Zu unserer Rechten überstürzten sich die schäumenden Wellen der hochgehenden Vispa. Wir konnten ihr drohendes Wellenspiel der stark vorrückenden Abenddämmerung wegen nur mehr in allgemeinen, verschwommenen Umrissen beobachten.»
Keine Vorzugsbehandlung für Grosseye
Am 23. April 1864 lehnte der Visper Gemeinderat die Einsprache der Geteilen der Grosseye aufgrund der bisherigen Besteuerung ab; er sprach ihnen keine privilegierte Stellung zu. Begründet war ihr Begehren wahrscheinlich dadurch, dass die Vispa nach wie vor – noch bis 1875 – ziemlich breit in den Rotten mündete.
Visp exponiert zwischen Vispa und Rotten
Visp stellt einen Sonderfall dar, denn hier kommt Wasser aus vielen Gletschern in den beiden grössten Walliser Flüssen zusammen. Entsprechend gross war früher die Überschwemmungsgefahr. Die Ausdehnung der Siedlung ins Tal hinaus war praktisch unmöglich. Hinzu kamen noch die strengen Winter, die mit Lawinenniedergängen in den Bergtälern bestes Kulturland mit Schutt und Dreck übersäten. Über Jahrhunderte haben der Rotten und in Visp zusätzlich die Vispa immer wieder die Ebene überschwemmt, Kulturen und Früchte der Selbstversorger und Gebäude beschädigt oder gar zerstört.
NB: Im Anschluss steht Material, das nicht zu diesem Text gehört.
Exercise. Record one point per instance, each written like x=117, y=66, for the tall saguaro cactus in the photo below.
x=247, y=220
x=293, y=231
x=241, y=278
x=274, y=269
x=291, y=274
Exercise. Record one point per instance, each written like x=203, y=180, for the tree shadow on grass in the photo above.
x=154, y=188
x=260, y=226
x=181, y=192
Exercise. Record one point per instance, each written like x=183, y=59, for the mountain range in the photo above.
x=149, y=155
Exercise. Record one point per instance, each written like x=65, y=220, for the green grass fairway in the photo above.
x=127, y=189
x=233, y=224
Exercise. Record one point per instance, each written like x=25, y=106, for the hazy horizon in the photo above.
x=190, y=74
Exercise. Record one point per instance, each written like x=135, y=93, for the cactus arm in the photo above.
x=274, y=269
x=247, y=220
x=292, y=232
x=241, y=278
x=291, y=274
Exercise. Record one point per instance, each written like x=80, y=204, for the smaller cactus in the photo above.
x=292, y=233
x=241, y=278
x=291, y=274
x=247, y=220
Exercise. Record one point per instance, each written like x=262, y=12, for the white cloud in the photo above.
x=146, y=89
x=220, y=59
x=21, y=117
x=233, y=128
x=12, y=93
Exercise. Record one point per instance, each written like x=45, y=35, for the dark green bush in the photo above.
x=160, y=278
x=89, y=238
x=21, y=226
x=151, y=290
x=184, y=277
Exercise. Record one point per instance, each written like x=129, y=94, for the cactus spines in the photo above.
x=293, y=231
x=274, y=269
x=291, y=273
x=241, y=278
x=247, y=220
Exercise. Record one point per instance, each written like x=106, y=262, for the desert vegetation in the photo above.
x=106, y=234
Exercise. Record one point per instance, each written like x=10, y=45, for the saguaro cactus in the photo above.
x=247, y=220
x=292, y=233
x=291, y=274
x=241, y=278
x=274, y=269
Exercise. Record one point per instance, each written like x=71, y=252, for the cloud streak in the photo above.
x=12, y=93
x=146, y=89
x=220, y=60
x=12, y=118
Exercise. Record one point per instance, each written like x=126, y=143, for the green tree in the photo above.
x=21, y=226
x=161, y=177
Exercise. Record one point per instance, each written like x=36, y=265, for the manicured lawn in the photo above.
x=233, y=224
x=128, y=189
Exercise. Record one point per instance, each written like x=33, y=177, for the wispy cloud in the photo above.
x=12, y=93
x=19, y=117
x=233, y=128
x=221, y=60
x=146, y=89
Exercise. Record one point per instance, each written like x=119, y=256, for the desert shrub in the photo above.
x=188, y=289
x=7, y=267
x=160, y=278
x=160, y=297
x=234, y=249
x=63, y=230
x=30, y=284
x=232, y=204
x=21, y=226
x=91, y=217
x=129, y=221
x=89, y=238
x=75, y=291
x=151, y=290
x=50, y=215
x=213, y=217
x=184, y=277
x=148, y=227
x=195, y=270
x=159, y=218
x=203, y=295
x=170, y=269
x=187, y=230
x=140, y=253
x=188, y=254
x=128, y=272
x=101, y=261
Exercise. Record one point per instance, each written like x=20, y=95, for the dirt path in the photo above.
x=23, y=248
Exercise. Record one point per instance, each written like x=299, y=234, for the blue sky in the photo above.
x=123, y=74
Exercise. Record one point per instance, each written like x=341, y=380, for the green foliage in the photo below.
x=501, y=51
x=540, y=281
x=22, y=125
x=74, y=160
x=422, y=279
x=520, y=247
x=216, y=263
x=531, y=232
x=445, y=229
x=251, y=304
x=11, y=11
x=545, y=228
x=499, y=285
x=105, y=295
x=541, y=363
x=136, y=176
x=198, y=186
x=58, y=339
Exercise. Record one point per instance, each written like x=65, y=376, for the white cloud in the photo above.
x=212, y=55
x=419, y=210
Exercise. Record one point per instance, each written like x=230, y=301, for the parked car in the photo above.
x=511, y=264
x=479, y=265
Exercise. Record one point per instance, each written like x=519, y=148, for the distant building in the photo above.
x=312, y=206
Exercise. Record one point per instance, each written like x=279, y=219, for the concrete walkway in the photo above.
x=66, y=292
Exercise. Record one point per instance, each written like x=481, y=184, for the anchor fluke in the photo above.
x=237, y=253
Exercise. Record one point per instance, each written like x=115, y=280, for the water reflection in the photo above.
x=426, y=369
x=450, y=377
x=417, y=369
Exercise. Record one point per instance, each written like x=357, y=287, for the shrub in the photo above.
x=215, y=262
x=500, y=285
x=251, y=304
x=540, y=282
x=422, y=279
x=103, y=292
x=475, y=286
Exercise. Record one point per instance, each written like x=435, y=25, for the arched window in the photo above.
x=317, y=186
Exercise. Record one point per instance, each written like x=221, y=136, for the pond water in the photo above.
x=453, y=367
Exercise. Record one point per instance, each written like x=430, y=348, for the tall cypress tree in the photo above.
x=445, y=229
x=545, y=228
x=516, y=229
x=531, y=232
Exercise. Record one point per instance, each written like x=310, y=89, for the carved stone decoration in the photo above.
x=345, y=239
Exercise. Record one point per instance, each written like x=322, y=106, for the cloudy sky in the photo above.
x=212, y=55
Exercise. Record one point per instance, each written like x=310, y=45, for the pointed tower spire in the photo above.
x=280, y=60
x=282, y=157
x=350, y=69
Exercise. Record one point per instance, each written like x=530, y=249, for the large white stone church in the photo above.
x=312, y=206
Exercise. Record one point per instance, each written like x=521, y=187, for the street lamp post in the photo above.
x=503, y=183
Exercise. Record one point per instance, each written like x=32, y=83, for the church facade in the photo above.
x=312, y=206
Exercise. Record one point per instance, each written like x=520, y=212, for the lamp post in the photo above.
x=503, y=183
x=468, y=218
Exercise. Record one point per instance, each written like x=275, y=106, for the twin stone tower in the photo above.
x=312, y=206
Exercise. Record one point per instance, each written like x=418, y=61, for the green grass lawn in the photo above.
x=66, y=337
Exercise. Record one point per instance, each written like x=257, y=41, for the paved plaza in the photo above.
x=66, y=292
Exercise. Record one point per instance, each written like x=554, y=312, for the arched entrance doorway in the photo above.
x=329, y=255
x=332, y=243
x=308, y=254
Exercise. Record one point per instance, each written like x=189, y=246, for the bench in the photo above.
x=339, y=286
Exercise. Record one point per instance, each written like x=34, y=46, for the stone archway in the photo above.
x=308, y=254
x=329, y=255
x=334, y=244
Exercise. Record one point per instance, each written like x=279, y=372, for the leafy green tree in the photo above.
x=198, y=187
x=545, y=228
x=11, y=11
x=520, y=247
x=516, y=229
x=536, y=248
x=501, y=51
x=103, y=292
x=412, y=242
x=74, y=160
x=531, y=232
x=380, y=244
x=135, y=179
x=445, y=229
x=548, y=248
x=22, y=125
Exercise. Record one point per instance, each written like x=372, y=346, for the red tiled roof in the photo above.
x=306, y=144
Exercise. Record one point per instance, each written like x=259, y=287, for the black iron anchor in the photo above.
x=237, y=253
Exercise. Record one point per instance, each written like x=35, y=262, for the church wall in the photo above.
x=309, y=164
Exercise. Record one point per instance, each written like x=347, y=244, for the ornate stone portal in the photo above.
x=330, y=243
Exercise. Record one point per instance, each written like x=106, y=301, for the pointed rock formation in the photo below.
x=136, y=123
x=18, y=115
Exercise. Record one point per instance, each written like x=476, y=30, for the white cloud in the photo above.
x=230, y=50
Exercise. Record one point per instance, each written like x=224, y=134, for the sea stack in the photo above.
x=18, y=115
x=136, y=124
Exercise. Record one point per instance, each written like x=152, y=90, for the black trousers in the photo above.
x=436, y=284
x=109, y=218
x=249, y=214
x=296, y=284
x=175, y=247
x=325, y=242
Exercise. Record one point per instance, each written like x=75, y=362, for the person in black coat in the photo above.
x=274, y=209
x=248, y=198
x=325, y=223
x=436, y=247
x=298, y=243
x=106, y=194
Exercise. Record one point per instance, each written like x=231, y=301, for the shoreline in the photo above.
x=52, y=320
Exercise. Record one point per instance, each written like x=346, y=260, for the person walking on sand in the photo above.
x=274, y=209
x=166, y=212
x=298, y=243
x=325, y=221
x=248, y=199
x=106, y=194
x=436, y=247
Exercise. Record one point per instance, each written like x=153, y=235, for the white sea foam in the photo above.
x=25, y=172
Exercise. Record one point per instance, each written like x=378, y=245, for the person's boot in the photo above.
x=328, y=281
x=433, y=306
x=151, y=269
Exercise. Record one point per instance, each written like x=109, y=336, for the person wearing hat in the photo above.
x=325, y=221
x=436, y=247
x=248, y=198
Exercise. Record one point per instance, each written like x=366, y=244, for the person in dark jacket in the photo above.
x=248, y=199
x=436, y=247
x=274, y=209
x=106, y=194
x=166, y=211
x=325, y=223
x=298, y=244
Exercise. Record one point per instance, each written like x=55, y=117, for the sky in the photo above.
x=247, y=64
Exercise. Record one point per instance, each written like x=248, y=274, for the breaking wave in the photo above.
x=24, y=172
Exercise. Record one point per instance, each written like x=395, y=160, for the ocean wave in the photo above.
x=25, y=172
Lange fehlte auch das technische Wissen, um dem Rotten Einhalt bieten zu können. Allein im 19. Jahrhundert überschwemmten Rotten bzw. Vispa zehn Mal weite Gebiete in der Ebene. Wann immer die Flüsse Hochwasser führten, schwollen ihre Fluten an und traten über die Ufer. Wenn das Wasser abgelaufen war, blieben Tümpel und Moraste zurück. Die zahlreichen Arme der Flüsse umschlossen so nichts als Sumpf und Heide.